Finally, after months of weaving…

the last chair-pair is done! Here is some background information on how it fits into Suspended Now, The Weight of Waiting, my June exhibition in the Crypt at Saint Lukes in Cork that I’m really fortunate to present with the wonderful support of Sample Studios/Tactic:

Chairs were filling up my sketchbooks.chairs in group

I was working with chairs because they represented a platform of stagnation and waiting but I also wanted them to resist and defy time and space. The brilliant reading material I was researching about devaluing the time of the vulnerable often angered me (more about this in the next post) and I wanted the chairs to start a quiet rebellion.
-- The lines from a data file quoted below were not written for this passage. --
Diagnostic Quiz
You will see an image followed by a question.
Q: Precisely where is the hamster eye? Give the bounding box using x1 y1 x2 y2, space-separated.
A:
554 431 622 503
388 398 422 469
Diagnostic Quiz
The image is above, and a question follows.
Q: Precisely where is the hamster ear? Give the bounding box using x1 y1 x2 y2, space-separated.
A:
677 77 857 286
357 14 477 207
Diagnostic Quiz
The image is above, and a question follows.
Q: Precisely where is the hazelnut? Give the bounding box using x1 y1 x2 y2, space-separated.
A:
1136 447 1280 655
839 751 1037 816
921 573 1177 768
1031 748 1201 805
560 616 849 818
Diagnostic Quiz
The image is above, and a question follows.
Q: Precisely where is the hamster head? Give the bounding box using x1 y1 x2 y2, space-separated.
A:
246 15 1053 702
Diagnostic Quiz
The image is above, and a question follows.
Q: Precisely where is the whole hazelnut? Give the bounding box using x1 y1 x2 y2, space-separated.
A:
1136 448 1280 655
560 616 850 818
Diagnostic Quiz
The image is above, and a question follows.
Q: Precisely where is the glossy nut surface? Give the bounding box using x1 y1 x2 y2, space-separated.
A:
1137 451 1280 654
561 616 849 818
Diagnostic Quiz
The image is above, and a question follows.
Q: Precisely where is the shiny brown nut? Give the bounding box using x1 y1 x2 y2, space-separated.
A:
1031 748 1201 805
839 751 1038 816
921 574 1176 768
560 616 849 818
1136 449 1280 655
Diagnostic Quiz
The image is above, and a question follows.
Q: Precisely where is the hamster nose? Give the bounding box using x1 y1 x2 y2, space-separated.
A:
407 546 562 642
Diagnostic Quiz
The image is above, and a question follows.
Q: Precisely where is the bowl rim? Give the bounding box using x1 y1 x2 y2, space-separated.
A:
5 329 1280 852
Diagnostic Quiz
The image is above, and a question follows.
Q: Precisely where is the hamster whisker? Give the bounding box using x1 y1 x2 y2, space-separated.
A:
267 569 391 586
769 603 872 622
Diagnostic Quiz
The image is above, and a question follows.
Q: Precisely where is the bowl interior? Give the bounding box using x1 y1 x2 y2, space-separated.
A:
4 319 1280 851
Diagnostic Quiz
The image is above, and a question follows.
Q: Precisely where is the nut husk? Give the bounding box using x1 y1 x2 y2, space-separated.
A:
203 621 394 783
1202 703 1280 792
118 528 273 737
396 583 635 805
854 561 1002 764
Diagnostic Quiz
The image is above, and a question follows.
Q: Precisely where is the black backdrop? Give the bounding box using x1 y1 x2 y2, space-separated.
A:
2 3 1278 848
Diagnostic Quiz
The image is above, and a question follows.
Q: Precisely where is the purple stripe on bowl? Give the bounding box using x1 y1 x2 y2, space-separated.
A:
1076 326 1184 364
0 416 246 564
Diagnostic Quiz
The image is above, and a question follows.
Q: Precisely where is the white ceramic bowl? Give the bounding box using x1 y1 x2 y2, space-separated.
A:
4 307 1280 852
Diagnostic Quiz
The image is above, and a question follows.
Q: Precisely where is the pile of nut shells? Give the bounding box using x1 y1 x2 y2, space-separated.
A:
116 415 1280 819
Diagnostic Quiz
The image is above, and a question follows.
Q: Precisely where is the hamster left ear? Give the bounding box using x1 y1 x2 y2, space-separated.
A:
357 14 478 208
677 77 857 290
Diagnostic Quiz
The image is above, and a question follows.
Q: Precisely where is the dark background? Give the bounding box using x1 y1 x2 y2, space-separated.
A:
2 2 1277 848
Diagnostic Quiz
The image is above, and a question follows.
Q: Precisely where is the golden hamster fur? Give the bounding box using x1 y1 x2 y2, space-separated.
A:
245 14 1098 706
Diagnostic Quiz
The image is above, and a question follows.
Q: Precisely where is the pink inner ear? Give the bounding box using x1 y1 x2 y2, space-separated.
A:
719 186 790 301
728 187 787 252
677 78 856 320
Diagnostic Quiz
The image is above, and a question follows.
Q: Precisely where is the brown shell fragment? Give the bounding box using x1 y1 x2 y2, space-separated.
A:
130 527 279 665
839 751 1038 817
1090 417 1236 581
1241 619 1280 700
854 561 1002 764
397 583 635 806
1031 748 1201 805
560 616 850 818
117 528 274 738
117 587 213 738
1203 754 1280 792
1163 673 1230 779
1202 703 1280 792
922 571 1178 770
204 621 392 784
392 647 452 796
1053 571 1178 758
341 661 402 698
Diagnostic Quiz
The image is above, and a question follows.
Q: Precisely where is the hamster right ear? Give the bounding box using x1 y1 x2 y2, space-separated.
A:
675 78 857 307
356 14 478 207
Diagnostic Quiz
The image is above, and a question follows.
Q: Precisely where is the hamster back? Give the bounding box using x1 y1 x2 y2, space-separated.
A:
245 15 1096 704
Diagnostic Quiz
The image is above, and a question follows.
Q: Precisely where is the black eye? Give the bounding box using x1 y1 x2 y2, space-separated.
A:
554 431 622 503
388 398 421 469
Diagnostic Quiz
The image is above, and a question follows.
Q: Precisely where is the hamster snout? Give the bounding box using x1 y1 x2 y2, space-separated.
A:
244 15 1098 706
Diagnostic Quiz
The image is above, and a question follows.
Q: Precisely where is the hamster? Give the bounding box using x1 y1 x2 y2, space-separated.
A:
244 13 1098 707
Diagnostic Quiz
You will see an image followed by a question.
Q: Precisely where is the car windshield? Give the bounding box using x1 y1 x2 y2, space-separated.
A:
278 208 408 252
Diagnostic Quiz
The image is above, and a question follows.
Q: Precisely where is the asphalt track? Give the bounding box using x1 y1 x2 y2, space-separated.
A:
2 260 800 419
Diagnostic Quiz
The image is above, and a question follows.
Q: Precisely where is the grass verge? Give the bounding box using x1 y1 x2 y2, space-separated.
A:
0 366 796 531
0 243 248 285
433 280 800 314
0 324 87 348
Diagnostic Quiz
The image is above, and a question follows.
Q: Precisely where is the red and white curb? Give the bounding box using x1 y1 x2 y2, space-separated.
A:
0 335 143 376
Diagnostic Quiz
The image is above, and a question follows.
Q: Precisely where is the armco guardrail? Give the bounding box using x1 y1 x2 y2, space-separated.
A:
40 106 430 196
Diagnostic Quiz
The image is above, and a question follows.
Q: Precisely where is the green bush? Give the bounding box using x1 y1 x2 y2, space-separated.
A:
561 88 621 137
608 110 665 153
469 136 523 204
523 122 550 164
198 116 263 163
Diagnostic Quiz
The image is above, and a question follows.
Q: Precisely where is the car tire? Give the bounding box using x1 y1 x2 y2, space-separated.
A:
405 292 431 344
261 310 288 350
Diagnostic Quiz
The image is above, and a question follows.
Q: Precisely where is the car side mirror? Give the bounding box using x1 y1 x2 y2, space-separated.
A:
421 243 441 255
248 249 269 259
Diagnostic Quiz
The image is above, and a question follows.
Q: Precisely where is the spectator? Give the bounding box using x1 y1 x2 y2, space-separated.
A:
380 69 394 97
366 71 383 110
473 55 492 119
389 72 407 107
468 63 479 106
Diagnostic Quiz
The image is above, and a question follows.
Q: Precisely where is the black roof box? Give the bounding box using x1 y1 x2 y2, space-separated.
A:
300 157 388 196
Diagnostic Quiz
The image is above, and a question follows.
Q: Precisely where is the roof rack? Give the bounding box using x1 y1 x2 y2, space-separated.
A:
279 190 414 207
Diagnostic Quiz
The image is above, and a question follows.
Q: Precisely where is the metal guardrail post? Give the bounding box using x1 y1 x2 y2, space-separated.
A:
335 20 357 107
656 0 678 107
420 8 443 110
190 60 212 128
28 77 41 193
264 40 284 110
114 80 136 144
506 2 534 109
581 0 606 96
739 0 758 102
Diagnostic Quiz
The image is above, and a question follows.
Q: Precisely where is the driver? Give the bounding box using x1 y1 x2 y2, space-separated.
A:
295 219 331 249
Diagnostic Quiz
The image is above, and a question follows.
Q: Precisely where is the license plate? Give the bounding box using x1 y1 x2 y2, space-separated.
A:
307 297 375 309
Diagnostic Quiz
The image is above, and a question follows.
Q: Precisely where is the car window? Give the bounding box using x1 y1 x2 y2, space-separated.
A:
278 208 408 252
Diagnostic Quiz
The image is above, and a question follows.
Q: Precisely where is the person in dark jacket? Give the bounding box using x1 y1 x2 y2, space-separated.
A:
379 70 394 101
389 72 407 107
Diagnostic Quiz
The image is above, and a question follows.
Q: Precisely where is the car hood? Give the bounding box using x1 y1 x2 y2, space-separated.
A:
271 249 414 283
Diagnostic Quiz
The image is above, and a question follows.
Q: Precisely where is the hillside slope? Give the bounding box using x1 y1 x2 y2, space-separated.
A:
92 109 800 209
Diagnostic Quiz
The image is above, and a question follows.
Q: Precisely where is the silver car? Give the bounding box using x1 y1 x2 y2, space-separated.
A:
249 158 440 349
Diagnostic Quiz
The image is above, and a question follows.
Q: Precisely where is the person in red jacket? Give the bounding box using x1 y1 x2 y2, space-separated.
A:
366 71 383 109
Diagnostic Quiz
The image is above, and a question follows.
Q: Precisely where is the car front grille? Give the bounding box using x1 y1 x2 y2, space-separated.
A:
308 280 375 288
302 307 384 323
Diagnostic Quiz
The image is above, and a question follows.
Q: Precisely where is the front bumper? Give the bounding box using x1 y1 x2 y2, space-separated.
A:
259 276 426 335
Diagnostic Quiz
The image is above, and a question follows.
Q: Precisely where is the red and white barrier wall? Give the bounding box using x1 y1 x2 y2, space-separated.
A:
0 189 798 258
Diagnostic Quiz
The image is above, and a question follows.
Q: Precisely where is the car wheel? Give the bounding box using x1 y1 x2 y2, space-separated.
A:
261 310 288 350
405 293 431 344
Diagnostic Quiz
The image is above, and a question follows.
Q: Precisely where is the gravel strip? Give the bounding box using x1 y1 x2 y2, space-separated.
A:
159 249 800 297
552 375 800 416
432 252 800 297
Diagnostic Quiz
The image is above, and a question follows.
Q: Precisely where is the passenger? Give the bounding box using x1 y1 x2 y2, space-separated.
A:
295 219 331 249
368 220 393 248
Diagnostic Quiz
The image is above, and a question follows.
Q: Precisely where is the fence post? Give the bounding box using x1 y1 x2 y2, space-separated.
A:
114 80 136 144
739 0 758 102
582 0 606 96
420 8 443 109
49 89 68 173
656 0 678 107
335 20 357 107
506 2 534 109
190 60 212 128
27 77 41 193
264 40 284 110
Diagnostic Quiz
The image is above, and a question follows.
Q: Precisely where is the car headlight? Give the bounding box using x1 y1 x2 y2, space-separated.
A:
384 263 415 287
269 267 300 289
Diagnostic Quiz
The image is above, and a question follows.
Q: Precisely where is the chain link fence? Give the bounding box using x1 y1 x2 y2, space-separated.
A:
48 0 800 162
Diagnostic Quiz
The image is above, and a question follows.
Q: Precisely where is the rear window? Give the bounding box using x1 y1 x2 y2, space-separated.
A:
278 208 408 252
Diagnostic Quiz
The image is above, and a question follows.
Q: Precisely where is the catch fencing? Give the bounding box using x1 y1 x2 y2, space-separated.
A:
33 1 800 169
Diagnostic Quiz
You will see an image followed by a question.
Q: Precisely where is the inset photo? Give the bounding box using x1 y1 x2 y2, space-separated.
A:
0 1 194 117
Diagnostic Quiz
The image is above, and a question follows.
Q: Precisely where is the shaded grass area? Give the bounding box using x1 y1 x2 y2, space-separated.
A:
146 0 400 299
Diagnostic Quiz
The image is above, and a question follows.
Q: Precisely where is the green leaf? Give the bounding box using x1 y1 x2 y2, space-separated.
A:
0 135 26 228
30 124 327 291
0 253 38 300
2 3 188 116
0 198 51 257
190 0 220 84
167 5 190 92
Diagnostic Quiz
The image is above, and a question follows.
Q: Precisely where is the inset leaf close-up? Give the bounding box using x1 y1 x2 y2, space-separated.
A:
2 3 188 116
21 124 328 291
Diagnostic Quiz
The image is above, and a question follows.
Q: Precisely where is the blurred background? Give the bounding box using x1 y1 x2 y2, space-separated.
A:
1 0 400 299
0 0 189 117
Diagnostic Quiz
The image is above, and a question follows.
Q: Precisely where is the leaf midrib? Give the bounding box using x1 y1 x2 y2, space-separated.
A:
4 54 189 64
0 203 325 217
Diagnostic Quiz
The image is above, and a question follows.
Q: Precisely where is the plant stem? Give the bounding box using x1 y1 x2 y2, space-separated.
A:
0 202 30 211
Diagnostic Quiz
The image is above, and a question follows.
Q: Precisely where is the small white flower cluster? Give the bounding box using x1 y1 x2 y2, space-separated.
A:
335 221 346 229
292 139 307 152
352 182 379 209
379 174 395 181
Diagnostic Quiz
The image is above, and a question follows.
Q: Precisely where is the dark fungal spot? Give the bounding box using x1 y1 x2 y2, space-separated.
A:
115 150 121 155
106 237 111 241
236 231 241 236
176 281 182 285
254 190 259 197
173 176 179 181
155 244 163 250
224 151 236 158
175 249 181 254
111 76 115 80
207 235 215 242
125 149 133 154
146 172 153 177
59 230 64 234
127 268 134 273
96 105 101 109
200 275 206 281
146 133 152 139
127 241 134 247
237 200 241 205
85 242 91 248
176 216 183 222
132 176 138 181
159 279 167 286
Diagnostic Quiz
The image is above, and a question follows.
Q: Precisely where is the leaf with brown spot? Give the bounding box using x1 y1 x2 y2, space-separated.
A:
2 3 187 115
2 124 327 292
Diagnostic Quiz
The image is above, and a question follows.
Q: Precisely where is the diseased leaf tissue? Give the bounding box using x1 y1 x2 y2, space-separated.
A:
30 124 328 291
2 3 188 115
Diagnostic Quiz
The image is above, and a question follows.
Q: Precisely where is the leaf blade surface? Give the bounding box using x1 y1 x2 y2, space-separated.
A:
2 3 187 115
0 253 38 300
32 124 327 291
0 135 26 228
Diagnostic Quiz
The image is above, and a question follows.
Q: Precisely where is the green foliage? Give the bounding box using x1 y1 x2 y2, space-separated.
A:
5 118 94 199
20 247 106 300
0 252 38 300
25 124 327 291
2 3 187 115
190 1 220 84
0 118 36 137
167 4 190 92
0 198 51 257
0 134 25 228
They were destabilised, turned upside down and suspended, to point away from the considered norm and introduce a sense of resistance and freedom.

weaving chairs

Weaving traditionally is associated with time consuming, repetitive labour and so it was the perfect technique to create the sculptures that are about time and waiting. I also set a goal that could only be achieved by long hours of work every day for months. This has altered objective time keeping. I was waiting to be done and as I was waiting I was shifting in and out of the present, not moving fast enough to see progression but too committed to step out of it.

Chairs were now filling up the house, the studio, even  the car turned into seventeen seater for a brief journey.

chairs in rooms

and now they are ready for suspension.